脱獄

脱獄

先入観なしに聴いて欲しい

シン・リジーというバンドって皆さんはどのように捉えてられるのでしょうか。フィルリノットのワンマンバンド、アイリッシュのハードロックバンド。いろんな見方はあると思うのですが、このアルバムを先入観なしに聴いてみるとポップな部分が特に目立つように感じます。フィルの独特のヴォーカルスタイル今でこそラップが全盛なんでこの話すように歌うスタイルも珍しくないのですが、当時は非常に新鮮でした。
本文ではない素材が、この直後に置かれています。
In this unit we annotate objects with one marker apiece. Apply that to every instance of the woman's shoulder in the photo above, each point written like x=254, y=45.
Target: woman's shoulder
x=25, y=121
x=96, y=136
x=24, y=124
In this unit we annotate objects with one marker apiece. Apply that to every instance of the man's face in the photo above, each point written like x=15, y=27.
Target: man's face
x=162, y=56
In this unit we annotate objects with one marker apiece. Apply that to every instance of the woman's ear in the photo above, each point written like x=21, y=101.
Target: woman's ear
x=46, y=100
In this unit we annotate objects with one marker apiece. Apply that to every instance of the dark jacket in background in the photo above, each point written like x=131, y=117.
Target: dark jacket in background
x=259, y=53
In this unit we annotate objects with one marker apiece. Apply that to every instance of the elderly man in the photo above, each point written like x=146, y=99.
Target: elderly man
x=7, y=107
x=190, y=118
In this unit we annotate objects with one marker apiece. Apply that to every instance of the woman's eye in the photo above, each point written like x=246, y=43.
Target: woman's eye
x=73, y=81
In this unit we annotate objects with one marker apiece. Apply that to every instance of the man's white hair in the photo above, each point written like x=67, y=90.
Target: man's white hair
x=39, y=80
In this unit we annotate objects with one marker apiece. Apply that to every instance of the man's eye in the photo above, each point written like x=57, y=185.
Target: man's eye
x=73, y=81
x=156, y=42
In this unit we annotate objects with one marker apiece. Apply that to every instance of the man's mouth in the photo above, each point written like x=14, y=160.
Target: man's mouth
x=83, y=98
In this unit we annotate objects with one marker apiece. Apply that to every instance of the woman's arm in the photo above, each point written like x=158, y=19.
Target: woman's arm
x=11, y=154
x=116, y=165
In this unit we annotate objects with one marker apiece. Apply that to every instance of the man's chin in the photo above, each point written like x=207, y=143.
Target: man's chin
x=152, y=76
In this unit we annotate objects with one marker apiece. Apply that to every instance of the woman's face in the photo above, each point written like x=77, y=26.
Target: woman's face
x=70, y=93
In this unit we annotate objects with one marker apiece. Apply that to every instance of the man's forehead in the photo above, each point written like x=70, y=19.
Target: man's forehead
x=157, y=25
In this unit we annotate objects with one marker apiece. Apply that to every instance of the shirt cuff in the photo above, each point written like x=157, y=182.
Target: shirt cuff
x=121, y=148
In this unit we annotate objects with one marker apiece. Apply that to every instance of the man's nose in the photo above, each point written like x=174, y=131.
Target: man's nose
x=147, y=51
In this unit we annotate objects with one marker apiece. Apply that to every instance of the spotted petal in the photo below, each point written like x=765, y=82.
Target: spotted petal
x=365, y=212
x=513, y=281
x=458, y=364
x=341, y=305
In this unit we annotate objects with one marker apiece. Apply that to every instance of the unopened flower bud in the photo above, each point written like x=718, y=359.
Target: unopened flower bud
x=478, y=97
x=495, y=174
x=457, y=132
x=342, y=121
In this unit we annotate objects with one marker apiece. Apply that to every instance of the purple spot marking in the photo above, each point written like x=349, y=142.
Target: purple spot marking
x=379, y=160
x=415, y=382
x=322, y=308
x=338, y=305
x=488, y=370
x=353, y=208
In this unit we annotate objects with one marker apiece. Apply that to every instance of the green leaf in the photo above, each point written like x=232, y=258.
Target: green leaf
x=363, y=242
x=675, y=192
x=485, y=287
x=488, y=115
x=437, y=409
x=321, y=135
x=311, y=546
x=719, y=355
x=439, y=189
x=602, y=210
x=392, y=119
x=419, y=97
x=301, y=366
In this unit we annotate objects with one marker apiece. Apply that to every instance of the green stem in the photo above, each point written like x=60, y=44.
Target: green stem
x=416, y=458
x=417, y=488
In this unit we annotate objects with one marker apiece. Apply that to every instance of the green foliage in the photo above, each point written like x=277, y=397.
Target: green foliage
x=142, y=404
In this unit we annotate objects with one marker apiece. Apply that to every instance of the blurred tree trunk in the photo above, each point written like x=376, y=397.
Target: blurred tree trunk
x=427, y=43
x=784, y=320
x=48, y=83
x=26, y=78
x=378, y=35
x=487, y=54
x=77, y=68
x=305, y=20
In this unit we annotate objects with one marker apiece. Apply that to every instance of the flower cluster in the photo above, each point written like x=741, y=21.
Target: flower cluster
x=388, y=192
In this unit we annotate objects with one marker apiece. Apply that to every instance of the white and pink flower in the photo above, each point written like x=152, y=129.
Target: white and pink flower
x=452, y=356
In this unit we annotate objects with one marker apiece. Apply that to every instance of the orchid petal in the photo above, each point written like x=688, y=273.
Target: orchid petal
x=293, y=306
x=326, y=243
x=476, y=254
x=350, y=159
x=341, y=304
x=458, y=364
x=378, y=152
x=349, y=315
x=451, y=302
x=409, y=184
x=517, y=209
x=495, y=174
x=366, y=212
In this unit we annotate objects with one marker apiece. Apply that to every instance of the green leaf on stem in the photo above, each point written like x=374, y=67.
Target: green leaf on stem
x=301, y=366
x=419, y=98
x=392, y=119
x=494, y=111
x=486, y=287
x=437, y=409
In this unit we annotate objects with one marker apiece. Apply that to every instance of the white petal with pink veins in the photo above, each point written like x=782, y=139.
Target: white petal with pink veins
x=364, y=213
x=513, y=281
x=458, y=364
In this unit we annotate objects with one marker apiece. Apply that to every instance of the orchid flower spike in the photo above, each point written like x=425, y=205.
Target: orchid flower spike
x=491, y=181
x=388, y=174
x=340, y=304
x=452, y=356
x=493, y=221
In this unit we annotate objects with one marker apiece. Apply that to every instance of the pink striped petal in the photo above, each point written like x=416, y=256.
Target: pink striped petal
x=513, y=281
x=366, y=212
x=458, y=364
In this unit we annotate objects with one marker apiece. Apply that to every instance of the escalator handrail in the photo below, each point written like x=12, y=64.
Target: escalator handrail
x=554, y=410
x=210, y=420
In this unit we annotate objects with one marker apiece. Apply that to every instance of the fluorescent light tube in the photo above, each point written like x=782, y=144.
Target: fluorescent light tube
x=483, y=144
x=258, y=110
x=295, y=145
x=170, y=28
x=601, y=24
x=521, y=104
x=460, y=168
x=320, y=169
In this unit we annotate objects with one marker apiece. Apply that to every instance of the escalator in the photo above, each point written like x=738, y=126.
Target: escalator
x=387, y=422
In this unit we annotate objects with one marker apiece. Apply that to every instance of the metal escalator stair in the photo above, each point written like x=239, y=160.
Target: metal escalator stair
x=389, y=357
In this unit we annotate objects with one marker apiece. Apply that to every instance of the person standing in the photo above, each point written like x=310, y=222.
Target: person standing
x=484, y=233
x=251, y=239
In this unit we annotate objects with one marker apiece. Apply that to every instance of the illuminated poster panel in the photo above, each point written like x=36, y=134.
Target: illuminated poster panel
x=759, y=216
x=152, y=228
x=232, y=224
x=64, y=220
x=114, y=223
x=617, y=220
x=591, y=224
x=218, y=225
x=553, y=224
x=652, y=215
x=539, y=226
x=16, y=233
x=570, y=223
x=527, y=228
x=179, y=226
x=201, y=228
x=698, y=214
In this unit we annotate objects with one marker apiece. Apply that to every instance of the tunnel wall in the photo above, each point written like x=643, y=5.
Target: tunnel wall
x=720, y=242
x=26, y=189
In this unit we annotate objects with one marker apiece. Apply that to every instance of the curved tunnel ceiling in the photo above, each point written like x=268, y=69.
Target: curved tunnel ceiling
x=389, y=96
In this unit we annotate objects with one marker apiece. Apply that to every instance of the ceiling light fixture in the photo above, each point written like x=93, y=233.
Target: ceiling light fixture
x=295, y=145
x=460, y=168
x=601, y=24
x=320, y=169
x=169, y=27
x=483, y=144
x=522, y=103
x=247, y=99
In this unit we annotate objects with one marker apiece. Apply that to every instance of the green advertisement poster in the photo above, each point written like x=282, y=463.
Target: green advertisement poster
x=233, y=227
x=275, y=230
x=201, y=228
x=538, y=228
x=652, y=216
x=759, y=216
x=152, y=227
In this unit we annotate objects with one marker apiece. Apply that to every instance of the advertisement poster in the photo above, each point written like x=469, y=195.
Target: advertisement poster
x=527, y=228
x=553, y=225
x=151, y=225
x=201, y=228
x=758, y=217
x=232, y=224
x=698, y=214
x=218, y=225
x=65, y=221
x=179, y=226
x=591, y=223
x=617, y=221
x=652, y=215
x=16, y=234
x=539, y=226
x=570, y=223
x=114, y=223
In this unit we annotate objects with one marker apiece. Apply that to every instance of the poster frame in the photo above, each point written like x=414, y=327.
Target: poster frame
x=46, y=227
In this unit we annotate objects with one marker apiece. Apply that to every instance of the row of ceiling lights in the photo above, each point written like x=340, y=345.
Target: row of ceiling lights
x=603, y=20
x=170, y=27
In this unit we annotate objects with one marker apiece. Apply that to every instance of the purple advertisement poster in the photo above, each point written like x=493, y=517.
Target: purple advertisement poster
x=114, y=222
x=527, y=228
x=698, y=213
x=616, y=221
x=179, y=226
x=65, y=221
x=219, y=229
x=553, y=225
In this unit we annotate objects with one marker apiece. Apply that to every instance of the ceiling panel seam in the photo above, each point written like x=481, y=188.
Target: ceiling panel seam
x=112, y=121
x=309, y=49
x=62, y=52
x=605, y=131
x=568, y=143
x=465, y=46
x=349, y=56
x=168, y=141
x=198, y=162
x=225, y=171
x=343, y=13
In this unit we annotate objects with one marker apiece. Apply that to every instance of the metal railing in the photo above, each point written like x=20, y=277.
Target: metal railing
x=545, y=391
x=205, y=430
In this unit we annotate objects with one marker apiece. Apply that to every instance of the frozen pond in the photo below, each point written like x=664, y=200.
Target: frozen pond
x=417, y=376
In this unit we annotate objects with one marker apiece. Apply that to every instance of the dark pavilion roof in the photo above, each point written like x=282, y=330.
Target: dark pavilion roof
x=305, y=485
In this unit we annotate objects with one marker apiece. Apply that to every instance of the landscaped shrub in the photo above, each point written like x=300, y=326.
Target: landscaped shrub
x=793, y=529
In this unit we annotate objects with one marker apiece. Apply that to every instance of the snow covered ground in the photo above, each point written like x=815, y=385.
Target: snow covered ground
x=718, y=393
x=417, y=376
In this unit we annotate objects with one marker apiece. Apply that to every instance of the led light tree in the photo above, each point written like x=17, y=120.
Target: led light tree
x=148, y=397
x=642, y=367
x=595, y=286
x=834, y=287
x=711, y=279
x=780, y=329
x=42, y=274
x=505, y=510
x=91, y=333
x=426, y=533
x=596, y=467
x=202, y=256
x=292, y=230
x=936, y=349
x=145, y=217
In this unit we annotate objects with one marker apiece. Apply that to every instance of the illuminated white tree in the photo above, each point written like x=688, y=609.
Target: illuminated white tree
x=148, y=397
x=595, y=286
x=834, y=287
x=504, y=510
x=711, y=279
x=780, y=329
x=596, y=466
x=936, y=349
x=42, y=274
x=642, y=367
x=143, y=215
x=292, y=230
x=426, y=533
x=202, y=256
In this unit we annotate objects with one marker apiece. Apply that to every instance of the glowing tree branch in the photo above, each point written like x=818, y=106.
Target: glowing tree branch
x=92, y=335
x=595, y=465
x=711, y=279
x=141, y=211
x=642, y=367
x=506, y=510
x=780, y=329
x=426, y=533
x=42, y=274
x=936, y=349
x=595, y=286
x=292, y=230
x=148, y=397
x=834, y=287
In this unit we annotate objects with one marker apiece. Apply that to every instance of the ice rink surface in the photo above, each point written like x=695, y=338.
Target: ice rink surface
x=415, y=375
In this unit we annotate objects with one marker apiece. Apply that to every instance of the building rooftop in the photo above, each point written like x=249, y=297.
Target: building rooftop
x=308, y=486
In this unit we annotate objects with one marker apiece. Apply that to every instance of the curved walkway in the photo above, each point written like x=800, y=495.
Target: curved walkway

またそのヴォーカルの裏でなるツインリードギターはどことなくドゥービーブラザースを彷彿とさせる部分もあります。「エメラルド」は日本人好みのマイナー調のハードロックでソロフレーズもどこか歌謡曲チックなんですけどカッコいいんです。シン・リジーの来日コンサートに行ったのは79年の夏であったと記憶しています。ゲーリームーアが直前で脱退して、なぜか天下の機用貧乏ミッジユーロを加えての来日公演でありました。同時期にヴァンヘイレンとジャーニーが来ていて、小遣いとの相談でどれか一つしか行けなかったのですが、僕は迷わずシンリジーに行ったのは、この「脱獄」というアルバムを聴いて気に入っていたからでありました。